Cryptography/Polyalphabetic substitution

From Wikibooks, open books for an open world
Jump to navigation Jump to search

A Polyalphabetic substitution cipher is simply a substitution cipher with an alphabet that changes. For example one could have two alphabets:

Plain Alphabet:     A B C D E F G H I J K L M N O P Q R S T U V W X Y Z
Cipher Alphabet #1: B D F H J L N P R T V X Z A C E G I K M O Q S U W Y
Cipher Alphabet #2: Z Y X W V U T S R Q P O N M L K J I H G F E D C B A

Now to encrypt the message ``The quick brown fox jumped over the lazy dogs" we would alternate between the two cipher alphabets, using #1 for every first letter and #2 for every second, to get: ``Msj joxfp dicda ucu tfzkjw ceji msj xzyb hln".

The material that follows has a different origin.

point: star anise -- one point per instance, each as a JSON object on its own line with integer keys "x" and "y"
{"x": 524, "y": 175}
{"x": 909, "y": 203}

Polyalphabetic substitution ciphers are useful because the are less easily broken by frequency analysis, however if an attacker knows for instance that the message has a period n, then he simply can individually frequency analyze each cipher alphabet.

The number of letters encrypted before a polyalphabetic substitution cipher returns to its first cipher alphabet is called its period. The larger the period, the stronger the cipher. Of course, this method of encryption is certainly not secure by any definition and should not be applied to any real-life scenarios.